Equally as fundamental, the dogged pursuit of the political and policy-making process is intrinsically difficult. Some elements are secretive of necessity – release of government papers 25 years down the track consigns a deeper analysis and understanding purely to inquisitive historians.

Other elements are secretive by design because those involved would rather that the nature of their participation not be publicised. One is perennially reliant on investigative journalism, but that means is constrained by a media management complicit with those in authority, producing a tendency to sensationalist trivia (e.g. leadership battles).

Other possible channels of exposure are shackled. Whistleblowers are demonised, destroyed. Anti-corruption bodies are neutralised.

Even if the hurdle-jumping academic succeeds in providing a window into the political process on a particular policy development, say, and exposes this discovery to the broader public as well as the academic community, will it make any difference?
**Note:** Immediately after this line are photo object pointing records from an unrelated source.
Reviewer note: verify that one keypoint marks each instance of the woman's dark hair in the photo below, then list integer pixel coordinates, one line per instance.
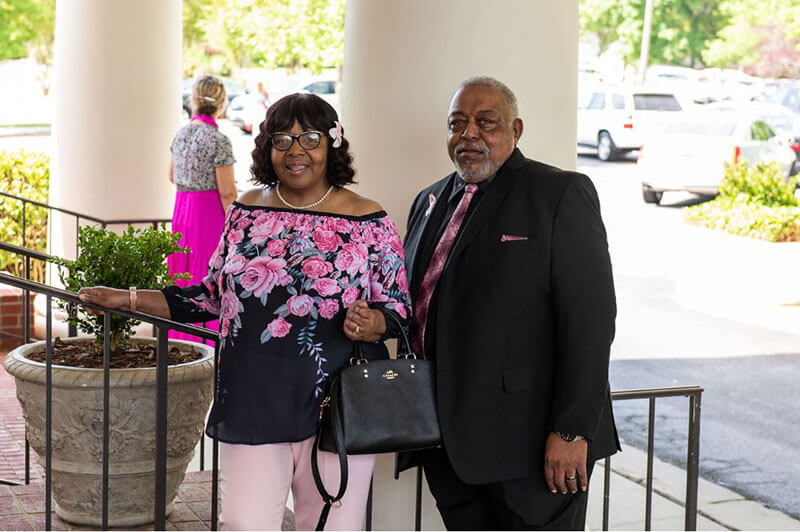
(312, 112)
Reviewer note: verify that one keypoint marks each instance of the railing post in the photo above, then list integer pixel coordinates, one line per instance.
(24, 223)
(215, 448)
(368, 519)
(606, 490)
(48, 438)
(106, 414)
(692, 462)
(418, 505)
(160, 503)
(651, 423)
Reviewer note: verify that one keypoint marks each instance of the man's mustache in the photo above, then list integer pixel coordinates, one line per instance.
(472, 146)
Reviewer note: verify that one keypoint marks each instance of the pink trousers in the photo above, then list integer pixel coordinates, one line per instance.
(255, 481)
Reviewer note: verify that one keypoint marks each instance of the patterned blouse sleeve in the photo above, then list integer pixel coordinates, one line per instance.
(224, 155)
(388, 283)
(198, 303)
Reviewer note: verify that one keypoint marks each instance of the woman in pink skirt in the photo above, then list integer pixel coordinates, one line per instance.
(202, 171)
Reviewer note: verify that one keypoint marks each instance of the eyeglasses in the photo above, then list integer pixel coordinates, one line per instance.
(308, 140)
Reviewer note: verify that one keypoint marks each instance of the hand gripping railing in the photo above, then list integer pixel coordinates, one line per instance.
(78, 217)
(694, 393)
(163, 326)
(692, 464)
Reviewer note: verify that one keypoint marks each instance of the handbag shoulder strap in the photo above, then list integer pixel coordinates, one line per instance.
(338, 440)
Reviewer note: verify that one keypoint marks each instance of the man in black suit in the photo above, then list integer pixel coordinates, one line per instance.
(514, 301)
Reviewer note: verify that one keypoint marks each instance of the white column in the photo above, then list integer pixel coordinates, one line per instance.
(403, 60)
(117, 75)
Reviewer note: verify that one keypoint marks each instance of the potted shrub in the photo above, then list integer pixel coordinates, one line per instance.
(135, 258)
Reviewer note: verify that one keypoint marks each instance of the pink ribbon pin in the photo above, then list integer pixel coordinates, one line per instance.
(431, 203)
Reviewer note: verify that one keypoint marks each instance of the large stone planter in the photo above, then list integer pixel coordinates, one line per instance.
(77, 437)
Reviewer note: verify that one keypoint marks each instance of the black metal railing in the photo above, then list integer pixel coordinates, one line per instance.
(694, 394)
(163, 326)
(154, 222)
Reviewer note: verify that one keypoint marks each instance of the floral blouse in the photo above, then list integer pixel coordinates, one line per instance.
(280, 282)
(197, 150)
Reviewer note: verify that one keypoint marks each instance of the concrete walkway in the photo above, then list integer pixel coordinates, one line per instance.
(22, 507)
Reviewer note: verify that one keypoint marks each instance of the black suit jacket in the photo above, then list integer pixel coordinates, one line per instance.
(524, 325)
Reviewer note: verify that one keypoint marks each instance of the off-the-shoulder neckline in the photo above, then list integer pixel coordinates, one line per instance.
(360, 218)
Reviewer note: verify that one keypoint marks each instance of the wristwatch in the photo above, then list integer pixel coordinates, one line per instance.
(566, 436)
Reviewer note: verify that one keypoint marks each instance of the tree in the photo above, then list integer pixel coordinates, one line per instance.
(224, 35)
(680, 33)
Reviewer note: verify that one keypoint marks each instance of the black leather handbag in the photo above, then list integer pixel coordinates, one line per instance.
(379, 406)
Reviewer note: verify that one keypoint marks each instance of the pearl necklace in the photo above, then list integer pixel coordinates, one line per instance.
(303, 207)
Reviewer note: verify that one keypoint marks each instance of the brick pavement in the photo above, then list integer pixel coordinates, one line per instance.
(22, 506)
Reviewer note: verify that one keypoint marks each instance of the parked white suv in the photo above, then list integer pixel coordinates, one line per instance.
(616, 120)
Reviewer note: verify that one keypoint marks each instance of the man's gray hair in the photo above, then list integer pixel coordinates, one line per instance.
(487, 81)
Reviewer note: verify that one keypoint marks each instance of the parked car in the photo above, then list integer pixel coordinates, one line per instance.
(247, 111)
(325, 89)
(787, 95)
(690, 154)
(232, 88)
(616, 120)
(781, 119)
(697, 85)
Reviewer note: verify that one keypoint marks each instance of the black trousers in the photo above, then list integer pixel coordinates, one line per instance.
(517, 504)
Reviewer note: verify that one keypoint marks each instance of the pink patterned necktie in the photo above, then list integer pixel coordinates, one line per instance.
(435, 268)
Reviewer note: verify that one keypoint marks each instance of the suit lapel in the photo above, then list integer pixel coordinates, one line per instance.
(415, 233)
(491, 201)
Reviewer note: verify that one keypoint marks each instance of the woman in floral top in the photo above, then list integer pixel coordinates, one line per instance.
(304, 268)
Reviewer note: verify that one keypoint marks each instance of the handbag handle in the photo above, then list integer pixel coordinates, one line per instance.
(404, 351)
(403, 344)
(338, 442)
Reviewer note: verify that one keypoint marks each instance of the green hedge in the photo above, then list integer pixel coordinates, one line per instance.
(755, 201)
(25, 174)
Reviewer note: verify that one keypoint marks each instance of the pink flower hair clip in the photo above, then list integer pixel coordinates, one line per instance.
(336, 134)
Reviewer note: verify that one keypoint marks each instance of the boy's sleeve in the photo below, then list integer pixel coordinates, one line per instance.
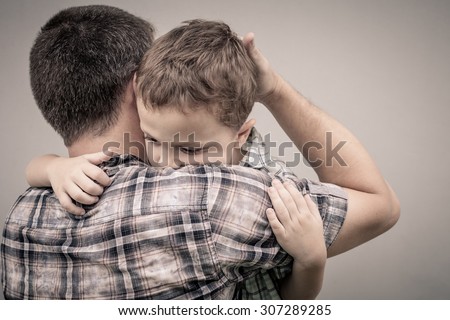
(332, 203)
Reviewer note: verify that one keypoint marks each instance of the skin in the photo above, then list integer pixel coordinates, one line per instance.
(174, 138)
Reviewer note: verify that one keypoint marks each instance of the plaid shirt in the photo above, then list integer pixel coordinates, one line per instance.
(191, 233)
(332, 205)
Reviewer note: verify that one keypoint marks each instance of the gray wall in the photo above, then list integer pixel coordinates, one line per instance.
(381, 67)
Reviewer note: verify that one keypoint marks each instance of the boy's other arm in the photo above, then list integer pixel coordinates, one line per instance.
(298, 228)
(373, 207)
(76, 178)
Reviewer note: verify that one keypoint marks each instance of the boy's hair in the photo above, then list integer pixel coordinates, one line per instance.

Will it contribute to those with a capacity to influence matters ‘seeing reason’?

From my experience, no. One can see why academics stick to their last, or escape into topics both obscure and meaningless.

Reason matters, but its application remains caged, and it is generally an alien concept to politics. To appropriate W.H. Auden (who was referring to poetry):

For [Reason] makes nothing happen: it survives

In the valley of its saying where executives

Would never want to tamper …

Believe in reason if it makes one feel good. But never over-estimate its power to persuade those who run the show.

Evan Jones
Evan Jones is an Honorary in Political Economy, having retired from the Political Economy Department in 2006. His current writing interests include corruption in the Australian banking sector and the French political economy.